Yaşanan mesleki erozyon öğretmeni savunmasız bırakmış
Öğretmenlerin emeğini yok sayan, itibarını örseleyen, eğitimdeki etki alanını daraltan, eğitimin aktörünü neredeyse bir figürana dönüştüren, bu mesleği her türlü haksızlığa ve saldırıya açık hâle getiren yaklaşımlar, politikalar bugün geldiğimiz noktanın sebebidir. Yaşanan mesleki erozyon öğretmeni savunmasız bırakmış, saldırılara açık hâle getirmiştir. Topluma verdiklerine ters orantılı olarak yeteri kadar mağdur edilen öğretmenlerimiz ilgisiz, desteksiz, çaresiz bırakılmamalıdır.
Ölümlerin olması mı beklenmektedir?
Öncelikle MEB, misyonuyla yakıştıramadığımız ve anlaşılmaz bir şekilde her defasında öğretmeni zora sokan, mağdur eden uygulamalardan bir an önce vazgeçmeli, onları en etkili ve güven verici tarzda korumalıdır. Bu önlemleri almak için yoksa başka darpların, yaralamaların, ölümlerin olması mı beklenmektedir? Harekete geçmek için daha kaç eğitimcimizin darbedilmesi, yaralanması ve öldürülmesi gerekir? Millî Eğitim Bakanlığı bu tür olaylarda sessiz kalmamalı, personeline sahip çıkmalı, gerekli açıklamaları yapmalı, gerekli adımları atacak iradeyi ortaya koymalıdır.

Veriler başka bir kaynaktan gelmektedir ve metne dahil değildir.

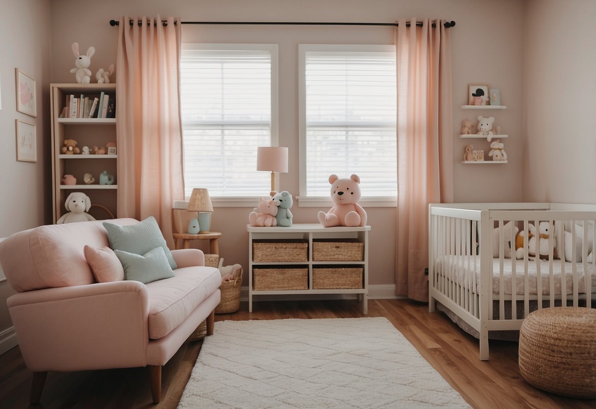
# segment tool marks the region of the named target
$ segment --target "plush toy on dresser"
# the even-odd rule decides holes
[[[352,175],[340,179],[337,175],[329,176],[331,184],[331,200],[335,204],[327,213],[319,212],[317,218],[324,227],[333,226],[365,226],[367,212],[358,204],[360,200],[360,178]]]

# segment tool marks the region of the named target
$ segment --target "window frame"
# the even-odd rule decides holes
[[[362,51],[395,52],[395,46],[379,44],[299,44],[298,45],[298,143],[299,194],[299,207],[318,207],[332,205],[328,196],[306,195],[306,52],[308,51]],[[396,172],[397,169],[396,169]],[[396,173],[396,178],[397,174]],[[367,196],[360,204],[368,207],[396,207],[397,197]]]
[[[271,146],[279,145],[279,47],[274,44],[243,43],[182,43],[182,49],[194,50],[240,50],[269,51],[271,55]],[[184,129],[184,125],[182,125]],[[182,135],[184,138],[184,134]],[[184,144],[184,140],[183,140]],[[184,162],[184,156],[182,160]],[[256,157],[254,157],[255,168]],[[183,163],[184,166],[184,163]],[[184,169],[184,168],[183,168]],[[279,178],[275,181],[276,188],[279,188]],[[216,207],[244,207],[254,206],[259,196],[211,196],[211,202]],[[185,200],[189,197],[185,196]],[[178,203],[178,205],[182,205]]]

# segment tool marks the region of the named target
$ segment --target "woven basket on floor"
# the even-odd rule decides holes
[[[538,388],[572,398],[596,398],[596,309],[534,311],[520,329],[520,372]]]
[[[219,286],[222,299],[215,307],[215,314],[235,312],[240,308],[240,289],[242,287],[242,269],[233,281],[223,281]]]

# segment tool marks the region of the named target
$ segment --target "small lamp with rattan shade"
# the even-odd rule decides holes
[[[209,197],[209,192],[207,189],[204,188],[193,189],[187,210],[189,212],[198,212],[198,221],[194,219],[189,224],[188,233],[193,234],[191,233],[190,230],[194,222],[197,222],[199,227],[200,231],[197,233],[209,233],[209,229],[211,228],[211,213],[213,212],[213,206],[211,204],[211,198]]]
[[[275,172],[288,173],[288,148],[259,146],[257,148],[257,170],[271,172],[271,190],[275,190]]]

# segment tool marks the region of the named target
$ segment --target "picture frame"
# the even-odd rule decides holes
[[[35,80],[14,69],[16,78],[17,110],[33,117],[37,116],[37,98],[35,96]]]
[[[468,86],[469,105],[488,105],[488,85],[470,84]]]
[[[498,88],[491,88],[489,90],[489,98],[491,105],[501,105],[501,90]]]
[[[37,162],[37,134],[35,125],[15,119],[17,129],[17,160]]]

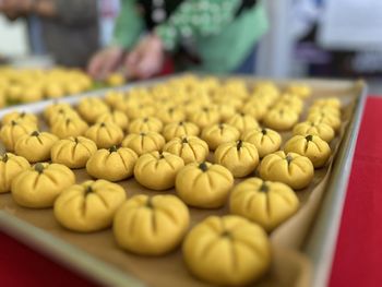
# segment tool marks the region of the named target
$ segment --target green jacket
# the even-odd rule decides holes
[[[226,73],[235,70],[266,32],[263,3],[235,16],[241,0],[187,0],[155,28],[168,51],[182,41],[192,43],[201,64],[191,70]],[[114,41],[126,49],[136,45],[145,29],[136,0],[122,0]]]

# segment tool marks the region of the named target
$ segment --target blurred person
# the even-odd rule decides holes
[[[178,70],[253,73],[266,29],[262,1],[121,0],[114,41],[92,58],[88,72],[105,79],[122,65],[128,76],[146,79],[169,53]]]
[[[58,64],[85,67],[99,48],[97,0],[0,0],[0,13],[25,19],[32,51]]]

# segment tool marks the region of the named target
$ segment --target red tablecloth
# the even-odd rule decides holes
[[[369,97],[351,176],[330,286],[382,285],[382,97]]]
[[[330,279],[331,286],[382,282],[382,98],[369,97],[359,134]],[[94,286],[0,232],[0,285]]]

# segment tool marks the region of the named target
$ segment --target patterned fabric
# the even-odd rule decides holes
[[[174,50],[182,38],[219,34],[235,19],[240,4],[240,0],[184,1],[155,33],[167,50]]]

Şiddete karşı kayıtsız şartsız öğretmenlerimizin yanındayız
Biz öğretmenlerimizi hedef alan bütün saldırılar sona erdirilinceye, kanlı, karanlık bu şuursuzluk son buluncaya kadar, herkesi sorumluluk almaya davet ediyoruz. Ruhumuzu besleyen, benliğimizi geliştiren, geleceğimizi aydınlatan, milletçe varlığımızın dayanağı olan eğitimin şiddetin esiri olmasına hep birlikte karşı durmalıyız. Öğretmenlerden öğrencilere, yöneticilerden velilere kadar bütün eğitim camiasını, millet temelinde geniş bir aile gibi düşünüyoruz. Bizim nazarımızda her üyesiyle saygıya değer bu ailenin hangi ferdine olursa olsun, yapılan saldırıyı kayıtsız şartsız te’lin ediyor, bilginin gücünü cehaletin cürmüne teslim etmeyeceğiz. Şiddete karşı kayıtsız şartsız öğretmenlerimizin yanında olarak, yetkililerin bundan böyle şiddeti sonlandıracak etkili önlemler alacağını ümit ve temenni ediyor, uğradığı bıçaklı saldırı sonucu ağır yaralanan okul müdürümüz Yusuf Vural’a acil şifalar diliyoruz.